NFPA 101 STANDARD Electrical Equipment - Power Cords and Extens:This is a less serious (but not lowest level) deficiency and affects more than a limited number of residents, staff, or occurrences. This deficiency is one that results in minimal discomfort to the resident or has the potential (not yet realized) to negatively affect the resident's ability to achieve his/her highest functional status. This deficiency was not found to be throughout this facility.
Electrical Equipment - Power Cords and Extension Cords
Power strips in a patient care vicinity are only used for components of movable patient-care-related electrical equipment (PCREE) assembles that have been assembled by qualified personnel and meet the conditions of 10.2.3.6. Power strips in the patient care vicinity may not be used for non-PCREE (e.g., personal electronics), except in long-term care resident rooms that do not use PCREE. Power strips for PCREE meet UL 1363A or UL 60601-1. Power strips for non-PCREE in the patient care rooms (outside of vicinity) meet UL 1363. In non-patient care rooms, power strips meet other UL standards. All power strips are used with general precautions. Extension cords are not used as a substitute for fixed wiring of a structure. Extension cords used temporarily are removed immediately upon completion of the purpose for which it was installed and meets the conditions of 10.2.4.
10.2.3.6 (NFPA 99), 10.2.4 (NFPA 99), 400-8 (NFPA 70), 590.3(D) (NFPA 70), TIA 12-5
Observations:
Name: MAIN BLDG 01 (ORIG BLDG AND SUNROOM ADDITION) - Component: 01 - Tag: 0920

Based on observation and interview, the facility failed to maintain electrical equipment on one of two levels.

Findings include:

Observation on November 20, 2024, at the following times and locations revealed the following electrical equipment deficiencies:

a) 11:00 a.m., Hair dresser room had an extension cord plugged into an electrical outlet that is hardwired to a powered recessed gfci receptacle and light fixture inside a stationary sink vanity.

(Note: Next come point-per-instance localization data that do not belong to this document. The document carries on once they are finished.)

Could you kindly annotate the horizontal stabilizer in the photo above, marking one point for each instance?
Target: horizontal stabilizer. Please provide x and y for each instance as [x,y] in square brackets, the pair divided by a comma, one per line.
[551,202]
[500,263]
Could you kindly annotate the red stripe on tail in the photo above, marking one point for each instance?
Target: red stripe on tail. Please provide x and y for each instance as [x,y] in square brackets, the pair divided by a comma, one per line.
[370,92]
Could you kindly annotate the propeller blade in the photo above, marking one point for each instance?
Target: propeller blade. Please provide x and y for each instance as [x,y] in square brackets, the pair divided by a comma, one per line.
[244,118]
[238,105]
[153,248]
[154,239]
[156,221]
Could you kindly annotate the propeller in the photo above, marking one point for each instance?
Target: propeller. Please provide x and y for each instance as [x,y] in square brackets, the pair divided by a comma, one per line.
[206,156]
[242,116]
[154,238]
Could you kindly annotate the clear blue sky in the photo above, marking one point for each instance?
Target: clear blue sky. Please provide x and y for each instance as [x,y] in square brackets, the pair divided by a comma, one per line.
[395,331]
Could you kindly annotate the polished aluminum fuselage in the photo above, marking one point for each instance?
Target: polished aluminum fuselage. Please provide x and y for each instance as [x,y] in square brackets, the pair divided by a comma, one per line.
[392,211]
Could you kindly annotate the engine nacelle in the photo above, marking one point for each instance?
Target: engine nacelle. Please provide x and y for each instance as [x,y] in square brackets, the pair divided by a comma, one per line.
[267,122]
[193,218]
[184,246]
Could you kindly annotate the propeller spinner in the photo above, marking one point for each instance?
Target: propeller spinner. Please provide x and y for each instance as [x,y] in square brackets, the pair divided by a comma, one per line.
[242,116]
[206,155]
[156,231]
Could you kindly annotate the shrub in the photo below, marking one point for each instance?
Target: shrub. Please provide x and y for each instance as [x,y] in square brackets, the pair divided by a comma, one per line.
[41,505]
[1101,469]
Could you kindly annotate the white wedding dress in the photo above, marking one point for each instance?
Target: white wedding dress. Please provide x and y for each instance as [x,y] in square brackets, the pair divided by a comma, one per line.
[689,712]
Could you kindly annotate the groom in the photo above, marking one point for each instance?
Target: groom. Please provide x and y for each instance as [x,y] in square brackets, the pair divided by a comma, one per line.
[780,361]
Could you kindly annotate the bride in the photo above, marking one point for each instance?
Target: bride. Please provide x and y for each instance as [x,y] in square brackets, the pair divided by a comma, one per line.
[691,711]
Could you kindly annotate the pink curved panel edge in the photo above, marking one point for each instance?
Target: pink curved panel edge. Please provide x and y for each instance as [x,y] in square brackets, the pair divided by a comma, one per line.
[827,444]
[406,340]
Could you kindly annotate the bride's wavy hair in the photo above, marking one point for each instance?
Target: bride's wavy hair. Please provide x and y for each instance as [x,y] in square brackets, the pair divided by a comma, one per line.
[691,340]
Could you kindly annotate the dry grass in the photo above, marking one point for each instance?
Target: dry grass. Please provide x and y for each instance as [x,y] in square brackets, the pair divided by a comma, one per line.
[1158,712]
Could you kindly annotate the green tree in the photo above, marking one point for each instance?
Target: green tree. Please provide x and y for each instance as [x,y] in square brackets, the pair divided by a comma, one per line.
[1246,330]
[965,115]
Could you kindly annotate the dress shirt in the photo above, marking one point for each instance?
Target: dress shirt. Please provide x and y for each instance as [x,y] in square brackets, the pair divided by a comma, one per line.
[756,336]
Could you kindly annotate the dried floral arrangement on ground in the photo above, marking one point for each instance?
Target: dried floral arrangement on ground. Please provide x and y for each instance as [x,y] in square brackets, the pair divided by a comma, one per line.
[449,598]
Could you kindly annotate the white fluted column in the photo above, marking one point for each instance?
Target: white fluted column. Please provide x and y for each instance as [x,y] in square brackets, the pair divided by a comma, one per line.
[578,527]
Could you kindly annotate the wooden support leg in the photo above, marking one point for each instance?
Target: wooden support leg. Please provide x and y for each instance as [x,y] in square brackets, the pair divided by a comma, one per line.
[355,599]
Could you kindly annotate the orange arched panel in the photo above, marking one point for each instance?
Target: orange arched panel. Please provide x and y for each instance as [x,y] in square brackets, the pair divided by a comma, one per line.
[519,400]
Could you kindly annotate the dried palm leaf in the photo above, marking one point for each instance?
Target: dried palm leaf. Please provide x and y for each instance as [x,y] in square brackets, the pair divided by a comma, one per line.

b) 12:00 p.m., inside Assistant Director of Nursing office, there was a refrigerator and microwave plugged into a power strip.


Exit interview with the Administrator and the Maintenance Director on November 20, 2024, at 1:15 p.m., confirmed the above electrical cord deficiencies.







 Plan of Correction - To be completed: 12/20/2024

Preparation and submission of this POC is required by state and federal law. This POC does not constitute an admission for purposes of general liability, professional malpractice or any other court proceeding.

Power strip removed. Extension cord removed.

Office audit done to ensure additional power strips and extension cords are not inappropriately in use.

Re-education to admin staff conducted on use of power strips and extension cords.

Random office audits conducted 2x/per week x 5 weeks.

DOM/designee will oversee and review in QAPI.